All these issues forced these bus-booking startups to re-evaluate the sector and shift their business focus.

Switch to business clients

In 2017, DuduBus shifted its focus to corporate clients, providing them with buses to shuttle their employees from home to the workplace or a company event. It also started to provide SaaS to business users, enabling them to monitor the shuttle service, including checking real-time locations of a bus, making payments and optimizing bus routes.

“Businesses have a longer decision-making process compared with individuals, which is an increased cost for us to acquire users," Liu said. "However, working with them [businesses] could ensure a steady passenger flow. Our monthly income grew by 200% after the switch.” 

Another survivor, Haluo Chuxing, stopped renting buses from suppliers in 2015 and bought 1,000 buses for its operations, aiming to bring costs down in the long run. Now, it describes itself as a transportation solution source, providing businesses with charter buses and cars for various purposes. It is no longer a bus-booking service using excess capacity of underutilized vehicles belonging to rental companies.

However, some companies are still eyeing the individual user market that startups like DuduBus have largely vacated. After Didi Chuxing’s carpooling business, Didi Hitch, was closed temporarily due to security concerns, Didi Chuxing quietly rebooted its bus-booking service. In December 2018, Didi Chuxing launched Ninbashi, an on-demand service similar to Didi Bus, in Nanjing.

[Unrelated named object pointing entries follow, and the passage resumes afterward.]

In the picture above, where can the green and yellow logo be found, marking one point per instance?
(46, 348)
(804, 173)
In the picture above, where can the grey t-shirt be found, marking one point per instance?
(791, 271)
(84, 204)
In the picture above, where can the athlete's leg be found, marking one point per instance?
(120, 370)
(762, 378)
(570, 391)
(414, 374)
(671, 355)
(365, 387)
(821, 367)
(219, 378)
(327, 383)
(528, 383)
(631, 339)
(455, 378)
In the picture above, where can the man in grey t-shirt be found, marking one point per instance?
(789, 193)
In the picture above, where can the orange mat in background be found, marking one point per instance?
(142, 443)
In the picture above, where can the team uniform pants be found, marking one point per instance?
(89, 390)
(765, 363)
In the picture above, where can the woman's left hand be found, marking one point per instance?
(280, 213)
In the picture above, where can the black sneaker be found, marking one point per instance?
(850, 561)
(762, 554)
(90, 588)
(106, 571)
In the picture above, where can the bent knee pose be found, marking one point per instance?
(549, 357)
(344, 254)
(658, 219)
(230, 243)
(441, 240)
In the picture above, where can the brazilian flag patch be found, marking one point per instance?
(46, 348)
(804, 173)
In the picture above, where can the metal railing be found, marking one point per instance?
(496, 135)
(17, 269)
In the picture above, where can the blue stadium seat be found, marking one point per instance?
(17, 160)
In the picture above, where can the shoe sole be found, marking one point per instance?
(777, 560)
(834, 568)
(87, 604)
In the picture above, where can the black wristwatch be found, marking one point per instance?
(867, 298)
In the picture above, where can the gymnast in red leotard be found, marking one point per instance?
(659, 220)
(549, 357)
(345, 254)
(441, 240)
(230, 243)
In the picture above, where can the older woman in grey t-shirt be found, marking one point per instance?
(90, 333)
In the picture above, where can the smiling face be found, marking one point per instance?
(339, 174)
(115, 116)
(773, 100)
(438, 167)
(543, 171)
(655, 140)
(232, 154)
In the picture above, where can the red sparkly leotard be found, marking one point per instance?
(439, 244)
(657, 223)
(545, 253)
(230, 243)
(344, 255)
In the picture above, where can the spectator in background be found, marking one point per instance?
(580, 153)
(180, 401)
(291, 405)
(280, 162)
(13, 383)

Another Beijing-based on-demand bus service, Webus, is testing a different model, providing door-to-door bus sharing service with dynamic routes created with algorithms. This model has been welcomed by individual users, but high operational costs remain a problem. In 2017, a similar service in Boston, in the US, called Bridj abruptly went out of business due to funding issues.

As existing players rush to focus on business clients, it remains to be seen if those eyeing individual users can build a sustainable business.